Unix Technical Forum

I/O on select count(*)

This is a discussion on I/O on select count(*) within the Pgsql Performance forums, part of the PostgreSQL category; --> I have a large table (~ 2B rows) that contains an indexed timestamp column. I am attempting to run ...


Go Back   Unix Technical Forum > Database Server Software > PostgreSQL > Pgsql Performance

Register FAQ Members List Calendar Search Today's Posts Mark Forums Read
  #1 (permalink)  
Old 05-16-2008, 01:44 PM
Doug Eck
 
Posts: n/a
Default I/O on select count(*)

I have a large table (~ 2B rows) that contains an indexed timestamp column. I am attempting to run a query to determine the number of rows for a given day using something like "select count(*) from tbl1 where ts between '2008-05-12 00:00:00.000' and '2008-05-12 23:59:59.999'". Explain tells me that the query will be done using an index scan (as I would expect), and I realize that it is going to take a while. My question concerns some unusual I/O activity on the box (SUSE) when I run the query.

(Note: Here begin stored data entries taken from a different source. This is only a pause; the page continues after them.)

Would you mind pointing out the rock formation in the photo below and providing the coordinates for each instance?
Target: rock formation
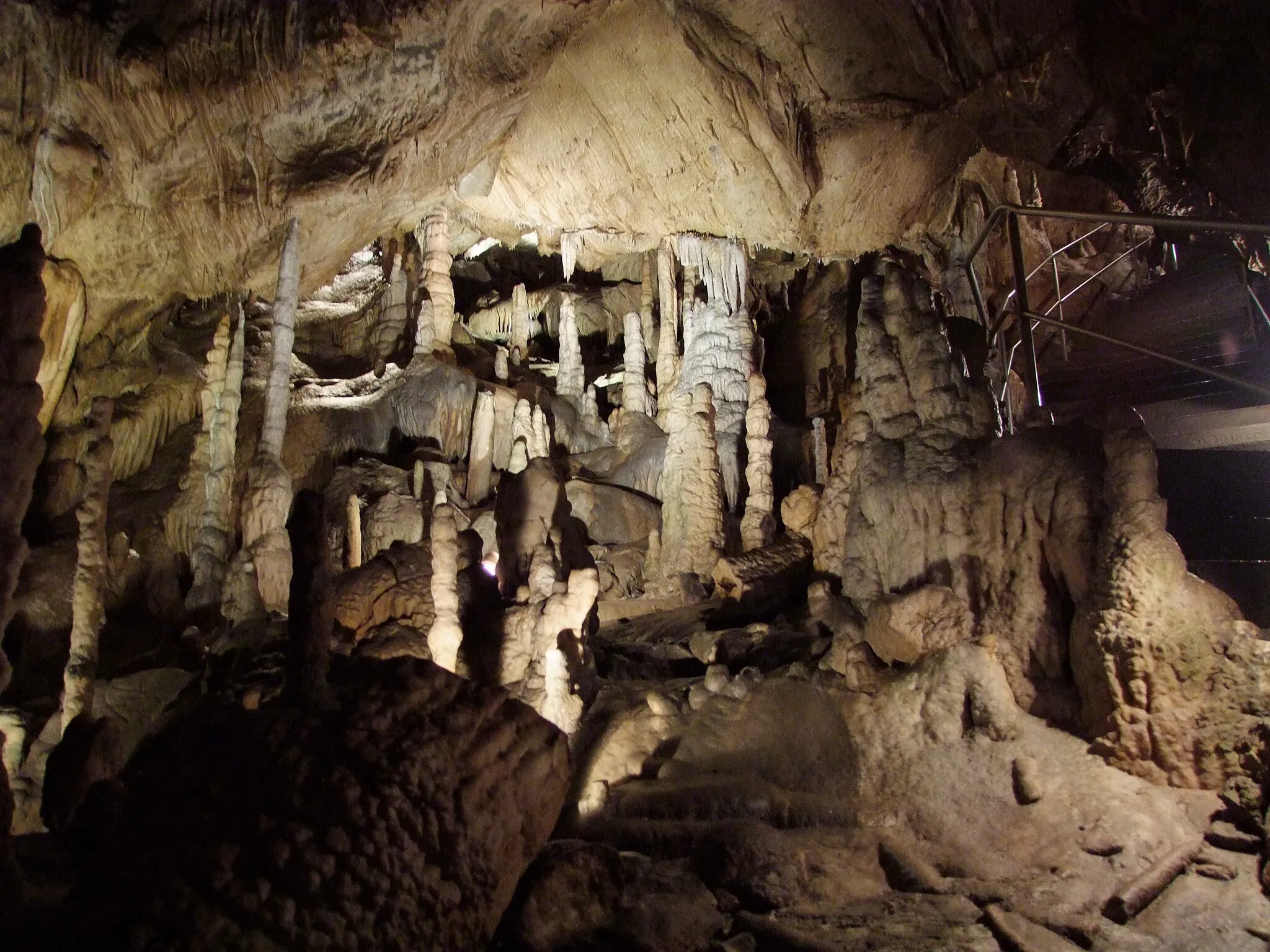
(221, 399)
(269, 495)
(433, 236)
(481, 456)
(634, 387)
(22, 307)
(691, 489)
(89, 597)
(572, 379)
(445, 637)
(758, 526)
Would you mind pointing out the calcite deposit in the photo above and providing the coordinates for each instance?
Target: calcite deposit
(626, 475)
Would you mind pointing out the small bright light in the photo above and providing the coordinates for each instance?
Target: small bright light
(479, 248)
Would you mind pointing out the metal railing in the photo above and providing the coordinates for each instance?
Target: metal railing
(1029, 319)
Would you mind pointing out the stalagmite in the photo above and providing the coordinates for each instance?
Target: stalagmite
(22, 309)
(223, 397)
(646, 306)
(520, 324)
(437, 262)
(481, 455)
(391, 324)
(573, 376)
(353, 532)
(668, 332)
(758, 524)
(634, 389)
(89, 592)
(541, 442)
(269, 494)
(821, 451)
(445, 637)
(691, 489)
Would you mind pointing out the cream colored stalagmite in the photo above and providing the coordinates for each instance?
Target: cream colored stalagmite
(646, 305)
(481, 455)
(437, 262)
(391, 323)
(634, 387)
(87, 597)
(269, 489)
(541, 443)
(572, 379)
(223, 397)
(520, 324)
(668, 333)
(353, 532)
(445, 637)
(691, 488)
(758, 526)
(821, 451)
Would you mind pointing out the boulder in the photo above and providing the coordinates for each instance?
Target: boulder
(614, 516)
(911, 626)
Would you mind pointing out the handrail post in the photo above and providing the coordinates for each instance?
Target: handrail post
(1016, 253)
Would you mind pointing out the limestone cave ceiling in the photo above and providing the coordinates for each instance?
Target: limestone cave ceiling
(163, 148)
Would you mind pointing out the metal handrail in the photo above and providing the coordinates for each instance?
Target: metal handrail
(1013, 214)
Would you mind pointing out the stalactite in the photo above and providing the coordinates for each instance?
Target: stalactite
(691, 488)
(668, 333)
(437, 262)
(481, 455)
(572, 379)
(391, 323)
(353, 531)
(89, 587)
(520, 324)
(646, 305)
(223, 397)
(269, 494)
(445, 637)
(22, 309)
(634, 386)
(541, 442)
(758, 524)
(821, 451)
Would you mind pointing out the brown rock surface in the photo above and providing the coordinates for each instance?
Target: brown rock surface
(402, 818)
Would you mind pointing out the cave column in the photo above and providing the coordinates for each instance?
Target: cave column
(634, 386)
(223, 397)
(437, 263)
(269, 493)
(572, 377)
(446, 635)
(757, 526)
(88, 609)
(668, 333)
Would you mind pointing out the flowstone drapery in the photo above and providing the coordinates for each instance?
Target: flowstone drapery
(269, 494)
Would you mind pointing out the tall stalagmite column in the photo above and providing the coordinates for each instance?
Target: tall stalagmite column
(88, 610)
(520, 324)
(481, 455)
(223, 397)
(668, 332)
(646, 305)
(634, 386)
(446, 635)
(269, 489)
(437, 262)
(572, 379)
(22, 311)
(758, 526)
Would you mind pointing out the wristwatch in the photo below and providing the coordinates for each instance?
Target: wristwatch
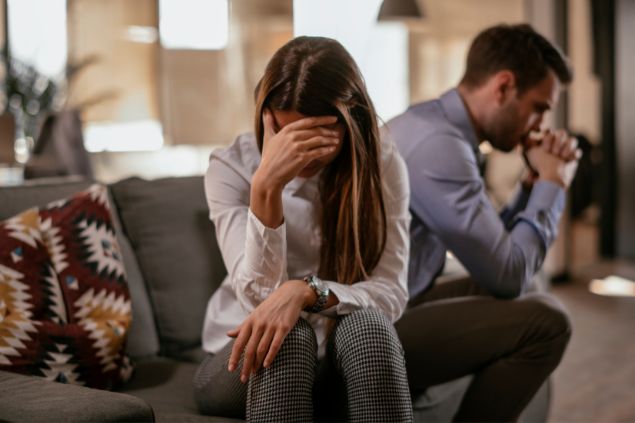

For the first couple of minutes I see reads only. After that vmstat shows mixed reads and writes in a ratio of about 1 block read to 5 blocks written. We have determined that files in our data and log partitions are being hit, but the file system itself is not growing during this time (it appears to be writing over the same chunk of space over and over again). Memory on the box is not being swapped while all of this is happening. I would have guessed that a "select count(*)" would not require a bunch of writes, and I can't begin to figure out why the number of blocks written are so much higher than the blocks read. If I modify the where clause to only count the rows for a given minute or two, I see the reads but I never see the unusual write behavior.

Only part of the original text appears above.